- AP Photo/Eugene Hoshiko
VIVAnews--Keiji Nagashima setengah memicingkan mata. Dia menatap tajam kehijauan lahan miliknya, di Prefektur Ibaraki, Jepang. Keningnya berkerut. Selepas mata memandang, ada 180 ribu batang bayam siap panen di lahan itu. Tapi, semuanya kini terancam musnah.
Ledakan PLTN Fukushima Daiichi, akibat gempa dan tsunami 11 Maret lalu, menjadi awal mimpi buruk. Zat radioaktif keluar bersamaan ledakan itu menyebar di udara, mengalir bersama air, menyusup ke tanah, dan menempel di tetumbuhan.
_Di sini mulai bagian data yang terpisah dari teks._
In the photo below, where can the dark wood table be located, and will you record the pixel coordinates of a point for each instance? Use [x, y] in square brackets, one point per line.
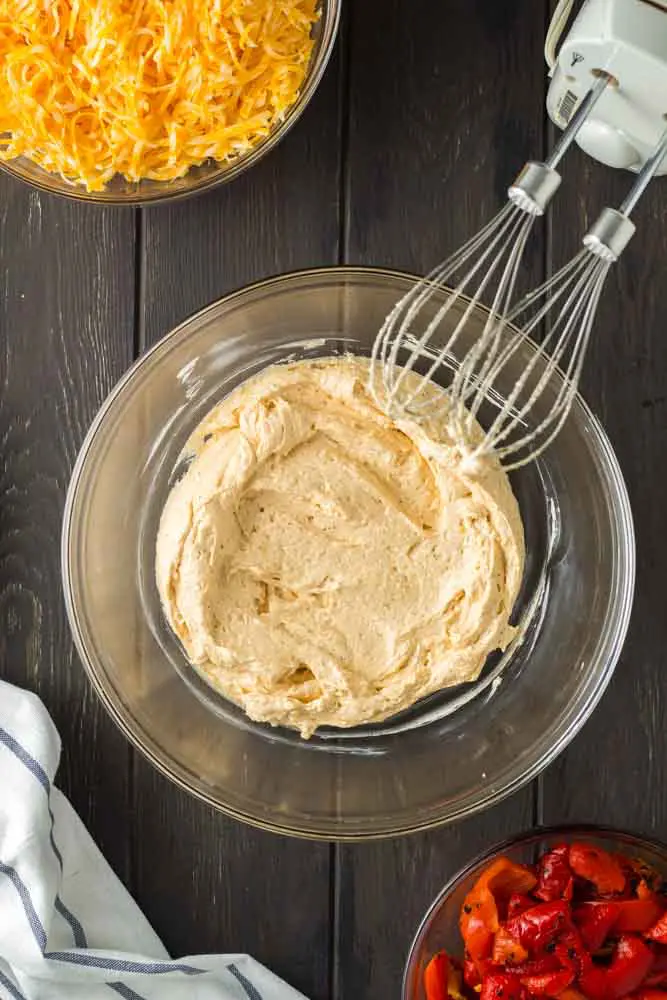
[428, 109]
Zat radioaktif itu mendarat di Ibaraki, sekitar 100 kilometer dari PLTN. Zat itu mencemari puluhan hektar lahan pertanian, pemasok utama bayam di Tokyo. Uji sampel menunjukkan, bayam terkontaminasi zat radioaktif melebihi ambang batas aman yang disyaratkan untuk bahan pangan.
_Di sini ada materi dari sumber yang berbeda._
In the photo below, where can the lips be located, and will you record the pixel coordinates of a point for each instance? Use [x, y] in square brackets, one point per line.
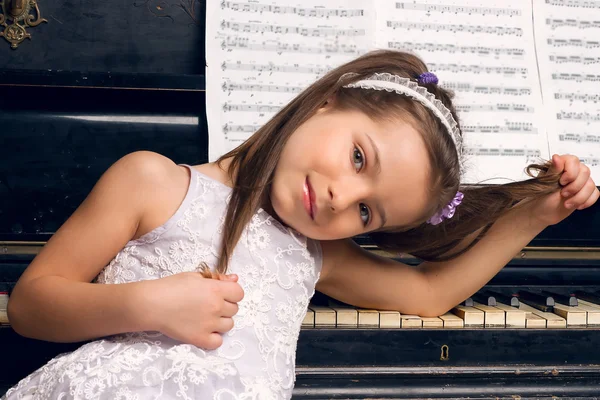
[309, 199]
Di lahan Nagasima, radioaktif itu juga menyebar. Lelaki itu harus tunduk pada kebijakan darurat pemerintah. Dia tak boleh mengedarkan bayam. Hasil bumi di lahannya itu dilarang untuk konsumsi. " Akhir semua ini adalah membiarkan bayam-bayam itu layu. Lalu menguburnya," ujarnya.
Meski akan mendapat ganti rugi dari pemerintah, ia khawatir usahanya mati. Ia takut masyarakat berhenti mengkonsumsi bayam dalam waktu lama. "Saya sungguh tak dapat hidup tanpa bayam," kata Nagasima. Dia mewarisi lahan itu dari ayahnya. Sejak itu, seperempat abad sudah dia menjadi petani bayam.
Kekalutan serupa merayap di wajah Tadayoshi Tsugeno, petani bayam di Nihonmatsu, Fukushima. Ia sungguh tak rela memusnahkan tanaman mitsuba yang tumbuh sejak sembilan bulan lalu. Mitsuba adalah tanaman herbal cukup mahal, biasa digunakan untuk taburan makanan di Jepang.
"Sekarang, seharusnya kami menikmati hasil panen. Tapi kami diminta segera memusnahkannya. Saya tak tahu bagaimana menutup biaya tanam jika tak bisa menjualnya. Ini sungguh cobaan berat," kata pria 59 tahun itu.
Demikian pula Satoru Abe, petani buah pir di Fukhusima yang khawatir tak bisa menjual hasil panen Agustus nanti. "Semua petani, saya rasa sedang cemas."